= Robert Veyron-Lacroix =

French musician (1922–1991)

Robert Veyron-Lacroix (13 December 1922 in Paris - 2 April 1991 in Garches (Hauts-de-Seine)) was a French harpsichordist and pianist whose post-war career was defined by his musical partnership with the celebrated French flautist Jean-Pierre Rampal.

==Early life==
He was the son of an industrialist and revealed his talent at an early age. He studied with Marcel Samuel-Rousseau and Yves Nat at the Conservatoire de Paris, winning first prizes for piano, harpsichord, harmony, counterpoint, accompaniment, solfeggio, and theory.

==Career==
He made his French Radio debut in 1949 and pursued a career as a soloist, both in chamber music, and with orchestras.

He was a regular performer at numerous festivals in Europe and toured Africa, America, and the Far East.

Veyron-Lacroix's technical assurance and sensitive musicianship helped to create a rewarding partnership in the immediate post-war years with Jean-Pierre Rampal. From their first major public recital together—at the Salle Gaveau in Paris in 1949, at a time when whole concerts for flute and piano were unfashionable—they went on to perform together around the world for over thirty years and won many awards for their recordings.
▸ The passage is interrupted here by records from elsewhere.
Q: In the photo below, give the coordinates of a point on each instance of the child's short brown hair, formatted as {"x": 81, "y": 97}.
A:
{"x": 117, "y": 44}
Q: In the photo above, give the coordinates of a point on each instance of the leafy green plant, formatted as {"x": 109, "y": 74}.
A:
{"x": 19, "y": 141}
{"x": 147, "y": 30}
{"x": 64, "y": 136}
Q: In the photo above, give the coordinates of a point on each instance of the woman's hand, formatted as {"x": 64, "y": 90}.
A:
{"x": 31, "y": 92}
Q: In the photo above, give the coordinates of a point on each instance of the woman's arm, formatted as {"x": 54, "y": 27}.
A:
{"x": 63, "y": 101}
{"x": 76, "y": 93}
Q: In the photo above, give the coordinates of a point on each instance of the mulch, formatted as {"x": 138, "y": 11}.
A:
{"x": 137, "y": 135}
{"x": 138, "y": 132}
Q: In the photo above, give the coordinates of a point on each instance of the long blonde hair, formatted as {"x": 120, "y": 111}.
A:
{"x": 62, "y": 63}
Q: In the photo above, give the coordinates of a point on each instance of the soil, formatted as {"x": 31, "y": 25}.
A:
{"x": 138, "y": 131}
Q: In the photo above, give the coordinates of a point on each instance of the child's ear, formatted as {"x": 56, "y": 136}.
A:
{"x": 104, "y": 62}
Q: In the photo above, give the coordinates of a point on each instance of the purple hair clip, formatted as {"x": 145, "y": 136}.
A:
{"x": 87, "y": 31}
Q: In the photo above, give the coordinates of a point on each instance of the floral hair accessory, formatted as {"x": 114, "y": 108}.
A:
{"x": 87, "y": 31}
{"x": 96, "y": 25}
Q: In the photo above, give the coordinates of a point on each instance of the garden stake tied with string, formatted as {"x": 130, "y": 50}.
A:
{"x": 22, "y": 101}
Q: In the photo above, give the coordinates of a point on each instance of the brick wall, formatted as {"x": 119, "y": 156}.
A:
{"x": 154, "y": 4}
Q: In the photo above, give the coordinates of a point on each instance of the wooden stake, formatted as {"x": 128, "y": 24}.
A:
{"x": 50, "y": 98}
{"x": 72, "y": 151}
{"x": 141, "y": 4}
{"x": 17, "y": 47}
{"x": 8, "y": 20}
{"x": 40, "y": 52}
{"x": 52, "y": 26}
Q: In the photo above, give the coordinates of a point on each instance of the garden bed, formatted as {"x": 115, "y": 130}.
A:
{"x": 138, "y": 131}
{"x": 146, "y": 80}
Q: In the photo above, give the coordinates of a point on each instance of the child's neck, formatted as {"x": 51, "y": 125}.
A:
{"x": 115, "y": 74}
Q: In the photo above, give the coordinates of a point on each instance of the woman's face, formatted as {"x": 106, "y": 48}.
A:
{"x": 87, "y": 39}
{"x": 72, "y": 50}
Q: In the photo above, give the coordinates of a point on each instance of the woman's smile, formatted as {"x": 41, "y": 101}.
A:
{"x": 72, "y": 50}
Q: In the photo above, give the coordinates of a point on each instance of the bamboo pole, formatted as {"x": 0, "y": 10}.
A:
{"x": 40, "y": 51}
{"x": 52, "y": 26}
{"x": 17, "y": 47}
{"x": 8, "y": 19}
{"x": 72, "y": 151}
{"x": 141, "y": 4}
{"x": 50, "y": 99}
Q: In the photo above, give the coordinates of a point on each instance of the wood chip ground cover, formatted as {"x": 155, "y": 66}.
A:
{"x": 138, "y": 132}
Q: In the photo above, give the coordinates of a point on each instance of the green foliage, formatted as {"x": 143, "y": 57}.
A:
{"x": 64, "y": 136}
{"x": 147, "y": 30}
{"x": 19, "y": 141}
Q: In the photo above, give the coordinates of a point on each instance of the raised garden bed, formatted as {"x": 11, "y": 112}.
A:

In the early 1980s, owing to ill-health, Veyron-Lacroix retired from their partnership, and Rampal forged a new duo with American pianist John Steele Ritter.

He created many contemporary works, including the Concerto pour clavecin et orchestra by Jean Françaix, concertos by Jean-Michel Damase and Darius Milhaud, a sonata for flute and piano by André Jolivet, and pieces by Maurice Ohana, Jacques Charpentier and Tony Aubin.

==Teaching==
He taught at the Schola Cantorum in Paris starting in 1956, and at the Académie internationale d'été de Nice starting in 1959 and was a professor at the Paris Conservatoire from 1967 to 1988. In 1955 he published a book entitled Recherche de musique ancienne.

==Recordings and awards==
Veyron-Lacroix's recordings include Bach keyboard music, Haydn's keyboard concertos, keyboard sonatas by Cimarosa, the Falla harpsichord concerto, Poulenc's Concert champêtre and the Roussel Divertissement Op.6. His solo recordings won the Grand Prix du Disque in 1954, 1955, 1960, 1964, and 1965.